BAY CITY (WJRT) - (09/17/19) - The uncertainty that comes with a strike can be a lot to take in for someone who hasn't been through one before.
But for some United Auto Workers union members they've lived through strikes before.
"Being out here with my brothers and sisters, I wouldn't want to be anywhere else. You know, we've got to stick together," explained Maurice Jones who works at Bay City Powertrain.
This is Jones' first strike as a UAW Local 362 union member, but his second walk-out during his 12 years with General Motors.
The sticking points feel like deja vu. "Too many temps, not enough benefits," Jones said.
During the 2007 strike Jones worked at the Detroit-Hamtramck plant as a temporary worker. "It's tough, very tough to live that way. You know, you don't know when you go in one day if they're going to let you go," he explained.
The 2007 strike earned Jones, and many others, fulltime work.
He was ultimately able to buy a house and plan for his future.
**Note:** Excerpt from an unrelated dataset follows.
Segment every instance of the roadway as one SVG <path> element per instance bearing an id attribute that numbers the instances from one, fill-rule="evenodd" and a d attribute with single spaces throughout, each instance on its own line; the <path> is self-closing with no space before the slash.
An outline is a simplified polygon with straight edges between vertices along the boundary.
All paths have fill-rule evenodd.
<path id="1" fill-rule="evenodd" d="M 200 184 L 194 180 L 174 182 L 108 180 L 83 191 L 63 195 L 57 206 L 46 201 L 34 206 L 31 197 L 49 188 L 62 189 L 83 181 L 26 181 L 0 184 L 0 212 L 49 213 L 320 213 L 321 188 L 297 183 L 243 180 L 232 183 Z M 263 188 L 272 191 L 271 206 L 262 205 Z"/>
"Make some better decisions, make some longterm decisions because I was now a permanent employee," Jones said. "And I had a permanent check that I can count on as long as I show up to work day and do my job."
After the strike Jones worked at the Orion Assembly Plant and in Lordstown, Ohio before landing in Bay City. During those stops he survived a plant closure and GM's bankruptcy.
UAW Local 362 members haven't forgotten those tough times.
"They're making billions of dollars, they got concessions from us back during the bankruptcy, not only from us but from the taxpayers," said Pedro Santos, president of UAW Local 362.
The striking workers believe this tough time will pay off too, just like it did for workers like Maurice Jones.
"Hopefully they'll do the same this time," Jones said. "You know, because it's not fair to be a temporary worker for four to five to six years."
UAW Local 362 represents just under 400 people at Bay City Powertrain.